Les éditeurs MDPI et Frontiers font effectivement partie de ces éditeurs controversés. Leurs revues sont assez prisées des chercheurs INRAE ainsi que d’autres institutions ou universités en France ou à l’étranger. Elles se caractérisent par de forts taux d’acceptation moyen à la soumission (plus de 60% pour Frontiers), des délais de publication très courts, de nombreuses citations reçues, parfois même de forts facteurs d’impact mais des doutes subsistent quant au processus éditorial ou à la qualité réelle des évaluations (voir les pages wikipedia des deux éditeurs : https://en.wikipedia.org/wiki/Frontiers_Media et https://en.wikipedia.org/wiki/MDPI).

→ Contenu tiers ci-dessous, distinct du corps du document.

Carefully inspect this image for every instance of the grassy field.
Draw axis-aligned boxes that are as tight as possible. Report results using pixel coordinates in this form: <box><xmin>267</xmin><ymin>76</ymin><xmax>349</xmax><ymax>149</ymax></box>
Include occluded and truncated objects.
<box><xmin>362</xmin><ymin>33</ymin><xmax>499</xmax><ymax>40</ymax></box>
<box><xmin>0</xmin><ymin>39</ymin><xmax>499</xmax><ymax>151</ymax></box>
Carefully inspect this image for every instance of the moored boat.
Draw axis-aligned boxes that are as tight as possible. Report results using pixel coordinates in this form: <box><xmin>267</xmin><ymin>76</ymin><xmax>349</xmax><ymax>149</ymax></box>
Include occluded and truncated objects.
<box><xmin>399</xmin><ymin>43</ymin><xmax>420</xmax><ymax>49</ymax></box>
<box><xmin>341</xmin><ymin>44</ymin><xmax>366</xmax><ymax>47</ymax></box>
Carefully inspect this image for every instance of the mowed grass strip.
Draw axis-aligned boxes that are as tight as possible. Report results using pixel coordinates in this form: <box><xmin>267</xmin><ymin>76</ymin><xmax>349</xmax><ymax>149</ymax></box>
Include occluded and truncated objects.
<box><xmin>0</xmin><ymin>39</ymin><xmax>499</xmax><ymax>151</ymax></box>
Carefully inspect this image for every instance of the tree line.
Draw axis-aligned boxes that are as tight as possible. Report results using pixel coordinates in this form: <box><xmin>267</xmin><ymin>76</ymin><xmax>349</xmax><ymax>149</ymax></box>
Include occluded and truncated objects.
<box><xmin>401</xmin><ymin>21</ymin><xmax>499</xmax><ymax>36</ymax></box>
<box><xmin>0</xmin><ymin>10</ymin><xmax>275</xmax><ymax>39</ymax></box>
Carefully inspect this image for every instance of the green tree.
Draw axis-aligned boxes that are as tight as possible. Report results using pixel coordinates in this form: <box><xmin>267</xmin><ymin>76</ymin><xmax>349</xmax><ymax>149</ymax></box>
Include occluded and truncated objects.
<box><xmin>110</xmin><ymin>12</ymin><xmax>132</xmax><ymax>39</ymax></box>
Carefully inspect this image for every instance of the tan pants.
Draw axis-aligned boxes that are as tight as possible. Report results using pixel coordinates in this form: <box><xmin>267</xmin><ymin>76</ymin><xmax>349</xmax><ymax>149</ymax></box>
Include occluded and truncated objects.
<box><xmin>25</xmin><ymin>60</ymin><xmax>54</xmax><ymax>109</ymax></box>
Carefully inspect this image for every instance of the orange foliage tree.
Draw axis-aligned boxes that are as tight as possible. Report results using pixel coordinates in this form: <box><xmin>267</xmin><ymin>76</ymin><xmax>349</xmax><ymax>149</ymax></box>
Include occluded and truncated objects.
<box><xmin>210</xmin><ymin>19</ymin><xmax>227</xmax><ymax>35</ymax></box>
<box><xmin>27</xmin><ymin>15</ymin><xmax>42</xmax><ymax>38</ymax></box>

Les sollicitations de ces éditeurs par email pour éditer des special issues sont à mettre en regard des editorial board pléthoriques et des faibles taux de rejets de ces éditeurs.
Il y a quelques années, MDPI a créé la revue « ANIMALS », à une lettre près d’un titre dont l’INRA est co-propriétaire, « ANIMAL », entrainant une grande confusion chez les auteurs, ce qui ne plaide pas en faveur des pratiques cet éditeur. Toutefois, MDPI répond aussi à des critères pouvant l’exclure des « prédateurs » (voir notre réponse à une question sur MDPI de mars 2019 : https://ist.blogs.inrae.fr/questionreponses/2019/03/19/editeur-mdpi/).

Considérant la liberté de publication des chercheurs, l’Institut n’interdit pas de publier dans les revues qu’ils diffusent mais encourage chacun à exercer son analyse critique du support de publication, préalablement à toute soumission d’article.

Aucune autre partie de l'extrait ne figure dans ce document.